L’intensité de l’image visuelle dépend, comme sa grandeur, de la longueur de sa projection. Lorsque le petit point brillant produit par l’excitation d’une zone hypnogène est extériorisé à 3 mètres sur un mur, il paraît beaucoup plus pâle que lorsqu’il se projette sur un livre que le malade tient à la main. C’est un nouveau rapprochement à établir avec l’image consécutive, dont la couleur pâlit lorsqu’on éloigne l’écran sur lequel on la projette[1].

Si, par les caractères précédents, l’image visuelle provoquée par excitation périphérique se rapproche de l’image consécutive, elle se sépare en même temps d’une autre espèce d’image visuelle, l’image hallucinatoire produite par suggestion. Ainsi que nous l’avons dit ailleurs, et comme nous avons pu le vérifier encore une fois, l’hallucination visuelle suggérée occupe un point fixe dans l’espace ; à moins de suggestion contraire, elle ne suit pas les mouvements des yeux et elle ne s’agrandit pas à mesure que la distance entre elle et le sujet augmente.

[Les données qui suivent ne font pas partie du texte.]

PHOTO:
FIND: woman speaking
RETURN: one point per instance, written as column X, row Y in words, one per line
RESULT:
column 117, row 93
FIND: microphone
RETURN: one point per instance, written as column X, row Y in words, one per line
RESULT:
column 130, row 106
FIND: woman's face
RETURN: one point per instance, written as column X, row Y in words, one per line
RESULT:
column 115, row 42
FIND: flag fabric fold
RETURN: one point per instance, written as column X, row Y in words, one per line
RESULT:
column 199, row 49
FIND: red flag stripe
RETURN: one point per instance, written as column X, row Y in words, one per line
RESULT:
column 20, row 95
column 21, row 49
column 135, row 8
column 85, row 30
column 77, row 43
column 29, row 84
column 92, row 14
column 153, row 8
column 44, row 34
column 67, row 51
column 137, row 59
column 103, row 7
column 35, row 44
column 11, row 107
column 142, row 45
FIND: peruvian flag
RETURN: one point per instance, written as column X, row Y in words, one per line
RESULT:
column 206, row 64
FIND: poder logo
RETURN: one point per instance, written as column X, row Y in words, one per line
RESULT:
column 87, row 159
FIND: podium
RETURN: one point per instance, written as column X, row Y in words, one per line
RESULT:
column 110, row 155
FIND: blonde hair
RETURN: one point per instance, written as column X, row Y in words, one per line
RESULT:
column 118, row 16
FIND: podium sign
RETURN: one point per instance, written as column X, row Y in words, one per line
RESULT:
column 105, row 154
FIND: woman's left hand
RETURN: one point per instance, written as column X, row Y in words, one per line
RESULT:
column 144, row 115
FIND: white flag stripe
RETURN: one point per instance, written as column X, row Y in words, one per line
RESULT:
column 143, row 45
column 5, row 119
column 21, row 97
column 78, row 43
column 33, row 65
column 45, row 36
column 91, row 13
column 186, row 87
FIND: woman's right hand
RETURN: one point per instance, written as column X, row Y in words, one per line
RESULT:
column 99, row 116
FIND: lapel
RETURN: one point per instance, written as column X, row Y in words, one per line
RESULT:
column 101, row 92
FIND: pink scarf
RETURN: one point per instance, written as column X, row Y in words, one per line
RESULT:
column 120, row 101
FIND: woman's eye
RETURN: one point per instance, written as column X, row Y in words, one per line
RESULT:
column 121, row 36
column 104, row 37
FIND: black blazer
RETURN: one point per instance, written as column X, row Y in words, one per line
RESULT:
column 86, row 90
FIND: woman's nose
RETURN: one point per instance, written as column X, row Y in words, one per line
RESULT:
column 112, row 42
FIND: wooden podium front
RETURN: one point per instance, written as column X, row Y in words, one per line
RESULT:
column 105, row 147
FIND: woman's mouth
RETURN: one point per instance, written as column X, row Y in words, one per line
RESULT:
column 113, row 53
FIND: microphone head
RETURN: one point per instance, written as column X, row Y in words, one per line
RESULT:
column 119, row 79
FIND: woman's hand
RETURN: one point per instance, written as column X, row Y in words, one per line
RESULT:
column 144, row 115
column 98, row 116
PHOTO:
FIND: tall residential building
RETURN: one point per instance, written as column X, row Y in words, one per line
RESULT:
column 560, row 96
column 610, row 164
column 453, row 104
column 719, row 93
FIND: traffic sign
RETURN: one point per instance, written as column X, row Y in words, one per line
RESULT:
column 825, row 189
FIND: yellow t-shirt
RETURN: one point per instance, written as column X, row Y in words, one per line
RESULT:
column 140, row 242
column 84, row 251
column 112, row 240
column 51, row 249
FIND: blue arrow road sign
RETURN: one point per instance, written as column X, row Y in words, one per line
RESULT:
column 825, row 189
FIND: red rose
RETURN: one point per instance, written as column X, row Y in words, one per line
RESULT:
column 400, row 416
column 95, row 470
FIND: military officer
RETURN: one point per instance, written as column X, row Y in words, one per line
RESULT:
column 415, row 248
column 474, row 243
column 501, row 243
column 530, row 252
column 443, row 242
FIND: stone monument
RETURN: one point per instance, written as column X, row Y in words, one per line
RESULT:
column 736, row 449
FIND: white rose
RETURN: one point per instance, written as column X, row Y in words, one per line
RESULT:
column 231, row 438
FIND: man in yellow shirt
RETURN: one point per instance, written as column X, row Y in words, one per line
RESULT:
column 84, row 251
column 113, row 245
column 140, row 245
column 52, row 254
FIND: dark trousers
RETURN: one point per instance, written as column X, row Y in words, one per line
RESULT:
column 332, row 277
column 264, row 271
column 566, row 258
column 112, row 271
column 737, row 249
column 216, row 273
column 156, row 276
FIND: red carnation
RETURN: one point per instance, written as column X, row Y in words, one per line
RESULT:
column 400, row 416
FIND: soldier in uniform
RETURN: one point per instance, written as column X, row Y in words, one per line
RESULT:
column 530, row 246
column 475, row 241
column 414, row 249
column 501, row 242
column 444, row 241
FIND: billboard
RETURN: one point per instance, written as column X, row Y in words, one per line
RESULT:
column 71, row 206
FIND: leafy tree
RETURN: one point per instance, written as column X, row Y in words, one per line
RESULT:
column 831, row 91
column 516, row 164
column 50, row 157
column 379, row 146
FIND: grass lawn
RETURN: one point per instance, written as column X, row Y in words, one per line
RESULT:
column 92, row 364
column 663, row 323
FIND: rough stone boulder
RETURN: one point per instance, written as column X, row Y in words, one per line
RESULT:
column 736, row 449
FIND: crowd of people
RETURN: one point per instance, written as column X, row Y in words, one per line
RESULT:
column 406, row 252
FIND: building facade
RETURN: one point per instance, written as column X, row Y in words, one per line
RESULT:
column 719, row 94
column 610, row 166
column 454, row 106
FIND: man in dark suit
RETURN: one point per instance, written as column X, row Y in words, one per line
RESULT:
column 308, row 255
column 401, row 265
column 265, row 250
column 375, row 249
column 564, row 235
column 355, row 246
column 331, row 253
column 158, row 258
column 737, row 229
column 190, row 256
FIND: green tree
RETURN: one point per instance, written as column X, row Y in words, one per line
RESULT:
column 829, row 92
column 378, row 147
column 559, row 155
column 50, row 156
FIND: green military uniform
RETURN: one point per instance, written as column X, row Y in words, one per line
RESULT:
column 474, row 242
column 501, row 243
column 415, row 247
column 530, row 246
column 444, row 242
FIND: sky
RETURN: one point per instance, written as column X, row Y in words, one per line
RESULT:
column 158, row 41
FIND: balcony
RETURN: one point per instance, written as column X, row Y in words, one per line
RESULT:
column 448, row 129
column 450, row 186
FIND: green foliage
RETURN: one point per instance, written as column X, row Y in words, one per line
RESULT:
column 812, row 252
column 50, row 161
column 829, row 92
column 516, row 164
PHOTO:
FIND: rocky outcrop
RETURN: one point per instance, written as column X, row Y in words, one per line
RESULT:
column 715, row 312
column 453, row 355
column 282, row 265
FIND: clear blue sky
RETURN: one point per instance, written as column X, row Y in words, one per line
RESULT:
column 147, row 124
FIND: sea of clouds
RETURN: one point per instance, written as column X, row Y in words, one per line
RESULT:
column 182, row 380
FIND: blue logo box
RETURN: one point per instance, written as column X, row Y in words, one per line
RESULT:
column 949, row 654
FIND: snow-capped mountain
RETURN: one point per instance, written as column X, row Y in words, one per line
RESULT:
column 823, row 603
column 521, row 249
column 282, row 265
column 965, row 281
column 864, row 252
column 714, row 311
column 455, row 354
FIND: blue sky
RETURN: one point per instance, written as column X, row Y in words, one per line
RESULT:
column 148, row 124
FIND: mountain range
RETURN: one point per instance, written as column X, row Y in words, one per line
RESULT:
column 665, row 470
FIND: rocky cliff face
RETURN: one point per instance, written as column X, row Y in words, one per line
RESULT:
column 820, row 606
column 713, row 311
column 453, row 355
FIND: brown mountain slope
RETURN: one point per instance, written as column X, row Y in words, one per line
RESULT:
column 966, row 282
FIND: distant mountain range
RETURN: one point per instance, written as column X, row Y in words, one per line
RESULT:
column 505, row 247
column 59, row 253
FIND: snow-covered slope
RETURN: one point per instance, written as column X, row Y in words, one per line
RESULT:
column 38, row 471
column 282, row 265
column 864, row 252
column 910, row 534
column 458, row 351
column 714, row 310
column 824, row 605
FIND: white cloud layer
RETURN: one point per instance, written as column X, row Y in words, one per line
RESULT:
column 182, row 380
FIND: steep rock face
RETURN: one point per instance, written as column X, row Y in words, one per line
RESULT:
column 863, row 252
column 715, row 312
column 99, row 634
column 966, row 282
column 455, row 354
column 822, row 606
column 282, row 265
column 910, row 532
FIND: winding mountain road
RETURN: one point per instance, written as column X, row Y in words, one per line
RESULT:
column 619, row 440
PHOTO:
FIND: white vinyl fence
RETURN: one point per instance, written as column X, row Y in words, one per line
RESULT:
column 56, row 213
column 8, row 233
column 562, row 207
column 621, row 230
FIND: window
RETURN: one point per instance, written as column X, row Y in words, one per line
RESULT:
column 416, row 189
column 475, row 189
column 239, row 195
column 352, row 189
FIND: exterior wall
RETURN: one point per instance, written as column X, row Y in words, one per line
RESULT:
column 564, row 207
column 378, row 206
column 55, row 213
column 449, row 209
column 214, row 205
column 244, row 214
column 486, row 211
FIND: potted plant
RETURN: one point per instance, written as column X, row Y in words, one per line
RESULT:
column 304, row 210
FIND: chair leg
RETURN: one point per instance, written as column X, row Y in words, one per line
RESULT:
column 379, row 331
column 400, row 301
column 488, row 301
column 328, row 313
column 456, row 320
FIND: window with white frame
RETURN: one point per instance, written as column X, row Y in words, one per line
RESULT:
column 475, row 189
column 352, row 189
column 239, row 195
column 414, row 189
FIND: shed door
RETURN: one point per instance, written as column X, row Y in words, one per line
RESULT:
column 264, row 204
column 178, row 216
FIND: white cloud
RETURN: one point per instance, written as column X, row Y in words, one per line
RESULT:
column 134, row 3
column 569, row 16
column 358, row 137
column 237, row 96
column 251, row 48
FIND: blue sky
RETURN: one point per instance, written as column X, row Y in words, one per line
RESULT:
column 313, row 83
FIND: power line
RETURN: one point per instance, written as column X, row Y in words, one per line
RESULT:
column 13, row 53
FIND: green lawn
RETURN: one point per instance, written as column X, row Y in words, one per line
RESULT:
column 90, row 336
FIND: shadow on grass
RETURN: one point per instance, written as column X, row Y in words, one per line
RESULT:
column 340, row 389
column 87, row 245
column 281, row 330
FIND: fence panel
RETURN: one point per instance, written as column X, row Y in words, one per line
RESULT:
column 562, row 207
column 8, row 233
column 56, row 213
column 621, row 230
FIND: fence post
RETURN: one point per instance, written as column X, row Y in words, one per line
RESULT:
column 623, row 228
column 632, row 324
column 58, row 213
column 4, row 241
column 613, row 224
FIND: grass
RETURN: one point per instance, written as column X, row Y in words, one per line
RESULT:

Exemple : nous faisons apparaître par suggestion hypnotique une croix rouge sur une feuille de papier blanc. Au réveil, le sujet aperçoit la croix à la place qu’on lui a assignée ; il la voit sur cette feuille de papier seulement ; si on le prie de regarder une autre feuille de papier ou de jeter les yeux sur l’écran, le sujet n’y retrouve pas la croix, comme il y retrouverait une image consécutive ordinaire ; la croix rouge ne suit pas davantage le mouvement des yeux. Enfin, quand le sujet a eu le soin d’entourer d’un trait à l’encre la croix imaginaire, et qu’on éloigne la feuille de papier sur laquelle cette croix est fixée, le sujet ne voit pas la croix s’agrandir et déborder en quelque sorte la ligne de contour qu’il a tracée.

Ces différences entre l’image hallucinatoire et les images visuelles précédemment décrites, ne sont pas inexplicables ; elles nous paraissent naturelles, et même nécessaires. Mais nous devons avertir qu’ici nous entrons dans le domaine de l’explication.

Il est facile de comprendre, suivant nous, comment il se fait qu’une image purement mentale, intra-cérébrale, comme celles qu’on provoque en excitant le tégument insensible, présente ces deux propriétés, de s’agrandir quand on éloigne l’écran sur lequel on la projette, et de suivre les mouvements du regard ; cela tient à ce que cette image

  1. Binet, Psychologie du raisonnement.